Balancing data quality and scalability 

This approach begs the question: What does it take to build a predictive model capable of accurately identifying people at risk of homelessness? This hinges not only on having data, but on having the right data - comprehensive, nuanced, and carefully curated. 

It’s hard to nail down exactly how much data is needed for this approach. For a rough indication, we can look at one of the most promising examples in this space, which comes from the United States. One study from Los Angeles looked at how predictive models can be used to identify people at risk of experiencing homelessness. In this case, the authors noted that their model needed roughly 50 different characteristics and indicators (or ‘features’, in the technical terminology) to get an acceptable performance, and 150 to 200 for optimal performance. ‘Features’ that appear to be useful for predicting homelessness include data on things like debt, benefits, and interactions with various public services. 

However, to look at the quantity of data alone would be misleading – it’s not enough to have a huge volume of data. It’s also important to have good-quality data and to manage it carefully. It’s critical to consider how securely the data is stored, who has access to it, and to address key privacy concerns. These considerations all form a necessary foundation for using data in predictive modelling. 

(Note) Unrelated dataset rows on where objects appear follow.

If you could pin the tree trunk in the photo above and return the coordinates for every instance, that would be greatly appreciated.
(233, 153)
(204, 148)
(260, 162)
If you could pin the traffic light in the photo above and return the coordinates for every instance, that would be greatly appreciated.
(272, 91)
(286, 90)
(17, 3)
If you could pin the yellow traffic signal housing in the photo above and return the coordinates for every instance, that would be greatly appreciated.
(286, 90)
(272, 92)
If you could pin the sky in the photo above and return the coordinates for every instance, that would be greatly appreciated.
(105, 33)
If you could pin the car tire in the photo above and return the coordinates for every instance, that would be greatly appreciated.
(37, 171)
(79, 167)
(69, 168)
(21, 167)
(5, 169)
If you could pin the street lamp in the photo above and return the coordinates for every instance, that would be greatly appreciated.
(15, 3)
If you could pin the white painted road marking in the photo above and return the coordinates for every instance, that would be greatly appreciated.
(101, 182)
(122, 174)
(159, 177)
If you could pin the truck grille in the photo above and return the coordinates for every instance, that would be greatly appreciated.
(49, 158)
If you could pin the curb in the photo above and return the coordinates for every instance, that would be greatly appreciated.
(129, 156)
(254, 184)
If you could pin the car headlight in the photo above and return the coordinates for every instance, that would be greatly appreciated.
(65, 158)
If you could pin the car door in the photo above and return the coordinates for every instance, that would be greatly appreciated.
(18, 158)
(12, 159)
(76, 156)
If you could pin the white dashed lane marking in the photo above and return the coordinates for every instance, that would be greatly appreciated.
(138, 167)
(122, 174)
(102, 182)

Moreover, predictive models are only as good as the quality of the data that’s fed into them, raising significant ethical and legal questions. For example, if models are trained on data that reflects historical biases against certain groups, then the models can learn, perpetuate, or even amplify these biases in their predictions. As the data science adage goes, “garbage in, garbage out”: the most cutting-edge model in the world will only be as good as the data you feed it, and it’s vital to ensure that these models are used ethically and responsibly, safeguarding individual privacy and mitigating bias. 

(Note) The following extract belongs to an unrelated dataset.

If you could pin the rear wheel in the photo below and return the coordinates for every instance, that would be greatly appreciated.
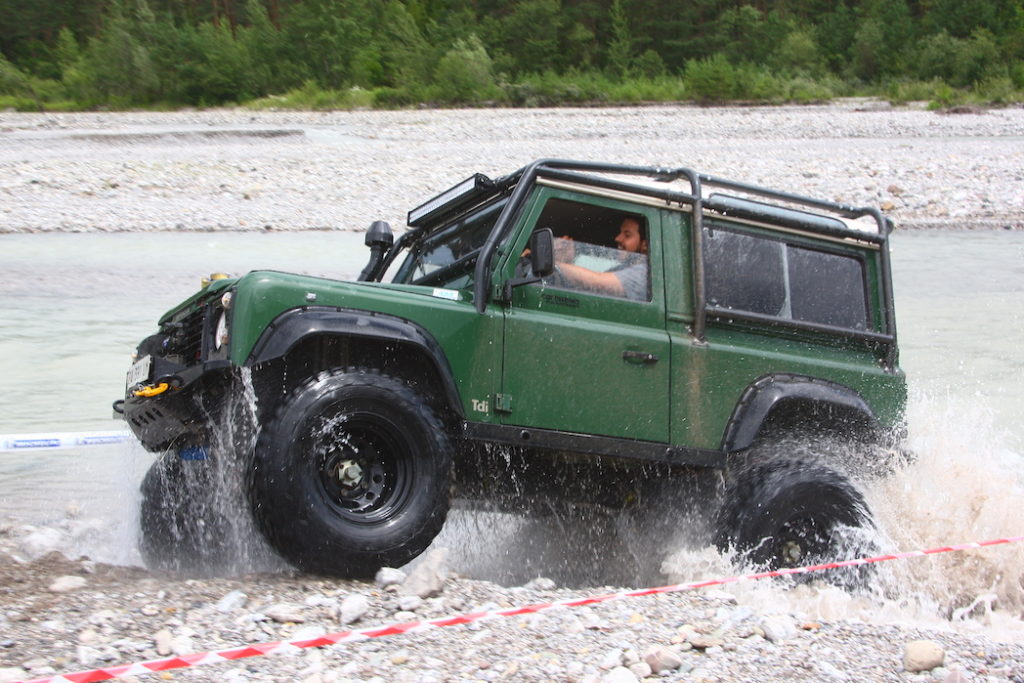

These considerations around quantity and quality of data have important implications when we’re thinking about the scalability of predictive models. We know there is huge variation in data maturity across local authorities. This means it’s important that the approach can be accessible to local authorities with less data to hand, otherwise it will have limited value. If the predictive approach can work even in cases where local authorities have less access to plentiful quality data, then this opens up a lot more doors for using predictive models more widely. For example, using simpler models that use a set of if-then rules, which can be developed with less reliance on large datasets, could be one way to bridge this gap.

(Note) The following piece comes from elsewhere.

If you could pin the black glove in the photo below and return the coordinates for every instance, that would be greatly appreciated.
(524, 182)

There’s no straightforward answer here on the quantity and quality of data required to be able to take advantage of predictive models. But as part of our Test and Learn evaluation on this subject, we will learn more about what can be done with this predictive approach in cases where areas have lower levels of data maturity, or face barriers to accessing key data sources.

What’s next?

At the heart of our interest in these predictive models is offering support to people who need it. 

Evidence shows that people are (rightly) wary of algorithms in predictive models being used for sanctions, but have more encouraging attitudes towards using algorithms to support people. Using predictive models isn’t an exercise in seeing whether we can successfully predict something that’s difficult to predict. What we want is to use these algorithms to help us find people who need support, and act to give them the support that they need. As we increasingly look as a sector towards ways that we can prevent homelessness, predictive models may offer us a valuable tool to move efforts further upstream, targeting people who are at risk as early as we can, and in doing so ensure that they receive effective support to prevent them experiencing homelessness.